One of the things that struck us about Tibet was its uncanny similarity to Mongolia. This goes way beyond both countries having herders that live in tents and raise yaks and goats. You can see exactly the same patterns, designs and colors painted inside Tibetan temples as are painted on the furniture in Mongolian gers. The traditional music is so similar that many of the melodies are actually the same in both countries. Perhaps the explanation is the Mongol invasion of Tibet and the subsequent adoption of Tibetan Buddhism by the Mongolians. Although most Mongolians lost their religion during the period of Russian domination this Tibetan influence must have rubbed off on other areas of Mongolian culture.

Traveling outside of Lhasa is a little bit tricky if you are not on an organized tour. Many areas of the country require special permits to visit and this combined with the bad roads mean that most tourists end up arranging their trip with a travel agency. After our return from Namtso Chukmo Lake we spent a couple of days relaxing in Lhasa and recovering from our headaches. We then decided to take a public bus to Gyantse as there is a good road that leads there (who said the Chinese never did anything for Tibet huh) and no special permits are required.

The buses were like a return to Bolivia, tightly packed in with chain smokers and people who almost certainly didn't have access to a bathroom with hot running water for daily showers! It was quite fun though to get out of Lhasa and see a bit more of Tibet.

Gyantse turned out to be a very nice town where people were if anything even more friendly than in the rest of Tibet. The town itself was quite small and modern but the Pelkor Chode Temple Complex on the outskirts of Gyantse was very interesting as was the adjacent stupa, the Gyantse Kumbum. The town was also overlooked by a medieval fort.

Before seeing the cultural highlights of Gyantse we headed to a restaurant for breakfast called Gyantse Kitchen, attracted by a large sign in English outside which promised Western, Tibetan and Chinese cuisine. Our waitress looked a little out of place in Gyantse as she spoke good English with an Indian accent and was wearing a salwar kameez. Curious, we got into a conversation and discovered that she was from Nepal. She had been working as a chef in Lhasa and had been drafted into Gyantse Kitchen as the owner was unable to find a western chef in Gyantse.

'Gyantse is so dull', she said. 'Nothing to do and I don't know anybody here'. After explaining a little about the trials of life in Gyantse, most common ingredients for the western style food she was expected to cook being unobtainable for a start, she asked if she could come and visit the temple with us.

First though she explained that she would have to change into proper shoes. We waited around for a little while and were surprised to discover that for the walk to the temple she had changed out of her sensible flip flops into a pair of strappy high heeled sandals. Clearly this was a woman far too glamorous for small town Tibet!
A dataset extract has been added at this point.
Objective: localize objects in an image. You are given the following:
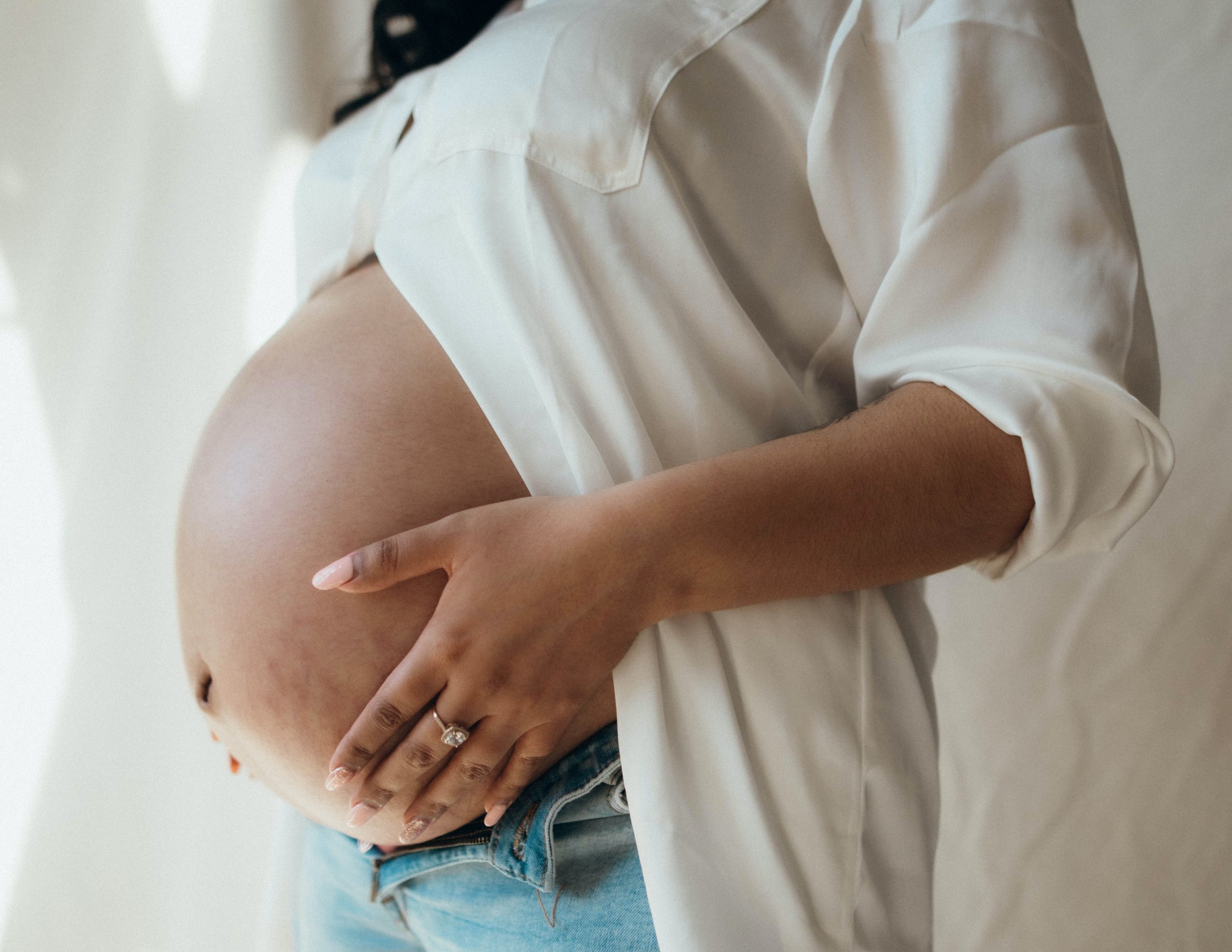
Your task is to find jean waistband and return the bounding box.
[371,724,620,900]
Sadly we had only just made it to the Pelkor Chode Temple when her boss phoned saying that a tour party requiring western style food was on its way and so she had to rush all the way back to the restaurant.

While visiting the temple I finally discovered a use for my Footprint Guide to Tibet (don't buy it whatever you do) which I had written off as being entirely useless as it contains almost no practical information. A trainee monk of about eight asked to have a look at it and found an illustrated guide to Buddhist images and deities in the back in both Tibetan and English.

The trainee monk was fascinated and took me on a bit of a tour pointing out the names of the different deities. As he was clearly much more interested than me in the subject I decided to rip the relevant pages out of our book for him
accidentally poking him in the eye in the process. Fortunately after standing with his eye shut and wincing for about a minute he turned out to be ok and gave me a wooden bead bracelet in return.

Tomorrow we return to Lhasa and the next day we are going to get a flight to Kathmandu. We decided to wimp out of the overland route to Nepal after hearing horror stories about dangerous roads and landslides on the way. Nepal is going to be the last stop on our trip.